AUTHOR=Omura Shoichiro , Ogawa Rina , Kawachi Tomomi , Ogawa Aya , Arai Yuuki , Takayama Natsumi , Masui Aki , Kondo Kumiko , Sugimoto Hiroki , Shinohara Hiroshi M. , Takahashi Tokiharu , Maeda Hideyuki , Ohyama Kyoji TITLE=Olig2+/NG2+/BLBP+ astrocyte progenitors: a novel component of the neurovascular unit in the developing mouse hippocampus JOURNAL=Frontiers in Cellular Neuroscience VOLUME=18 YEAR=2024 URL=https://www.frontiersin.org/journals/cellular-neuroscience/articles/10.3389/fncel.2024.1464402 DOI=10.3389/fncel.2024.1464402 ISSN=1662-5102 ABSTRACT=

Astrocytes are key components of the neurovascular unit. While we have recently identified Olig2+ astrocyte progenitors (ASPs) in the developing mouse dentate gyrus (DG), their molecular signature remains incompletely characterized.
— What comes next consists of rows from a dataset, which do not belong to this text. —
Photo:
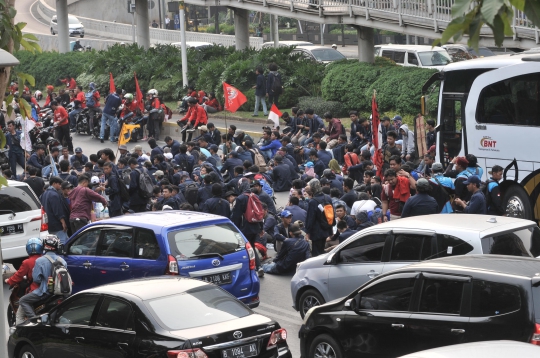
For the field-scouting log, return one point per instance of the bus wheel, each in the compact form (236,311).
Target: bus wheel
(517,203)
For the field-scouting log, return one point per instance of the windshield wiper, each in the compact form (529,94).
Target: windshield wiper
(210,254)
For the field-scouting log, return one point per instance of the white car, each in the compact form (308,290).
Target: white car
(490,349)
(21,218)
(75,26)
(388,246)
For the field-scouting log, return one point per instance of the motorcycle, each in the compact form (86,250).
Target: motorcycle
(40,307)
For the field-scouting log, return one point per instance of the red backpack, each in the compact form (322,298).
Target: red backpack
(254,211)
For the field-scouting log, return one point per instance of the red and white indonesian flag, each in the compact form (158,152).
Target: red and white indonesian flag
(274,115)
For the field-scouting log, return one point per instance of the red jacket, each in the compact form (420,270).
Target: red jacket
(25,270)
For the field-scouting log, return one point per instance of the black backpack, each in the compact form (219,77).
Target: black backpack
(277,86)
(191,194)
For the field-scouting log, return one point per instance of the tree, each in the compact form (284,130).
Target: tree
(470,15)
(12,39)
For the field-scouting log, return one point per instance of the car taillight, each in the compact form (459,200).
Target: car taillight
(187,353)
(279,335)
(44,221)
(172,266)
(536,335)
(251,254)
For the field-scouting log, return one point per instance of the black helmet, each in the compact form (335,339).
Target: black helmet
(51,243)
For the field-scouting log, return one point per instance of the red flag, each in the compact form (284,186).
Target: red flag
(377,136)
(138,94)
(112,88)
(233,98)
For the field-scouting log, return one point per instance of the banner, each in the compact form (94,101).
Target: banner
(233,98)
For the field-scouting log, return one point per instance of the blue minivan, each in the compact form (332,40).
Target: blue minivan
(186,243)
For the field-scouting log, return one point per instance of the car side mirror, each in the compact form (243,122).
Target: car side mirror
(350,304)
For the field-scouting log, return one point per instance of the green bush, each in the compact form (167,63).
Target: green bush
(320,106)
(398,88)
Here we demonstrate that Olig2+ ASPs predominantly express brain lipid-binding protein (BLBP), while only a small population of them expresses gfap-GFP. These Olig2+/BLBP+ ASPs co-express the transcription factors Sox3, Sox9 and the proteoglycan NG2 but not Sox10, a marker for oligodendrocyte progenitors (OLPs). Olig2+ ASPs appear from embryonic day 18 (E18) onwards and decline at postnatal day 14 (P14). Consistent with the proliferation of both Olig2+ and NG2+ glial cells after brain injury, intrauterine intermittent hypoxia (IH) led to an increase in Olig2+/NG2+/BLBP+ ASPs in the postnatal DG. IH also promoted both angiogenesis and vascular coupling of Olig2+/NG2+ ASPs. Our data suggest that IH-induced expression of HIF1a increases Olig2+/NG2+/BLBP+ ASPs in a cell non-autonomous manner. Our data also revealed increased vascular coupling of GFAP+ astrocytes following IH, while the number of GFAP+ astrocytes remains unchanged. Given that BLBP, Olig2 and NG2 are expressed in reactive astrocytes, our findings suggest that Olig2+/NG2+/BLBP+ ASPs represent a subtype of reactive astrocyte progenitors. Furthermore, the enhanced vascular coupling of Olig2+/NG2+/BLBP+ ASPs appears to be an adaptive response to hypoxic brain injury. This study provides new insights into the molecular characteristics of Olig2+/NG2+/BLBP+ ASPs and their potential role in the brain’s response to hypoxic injury, contributing to our understanding of neurovascular unit dynamics in both development and pathological conditions.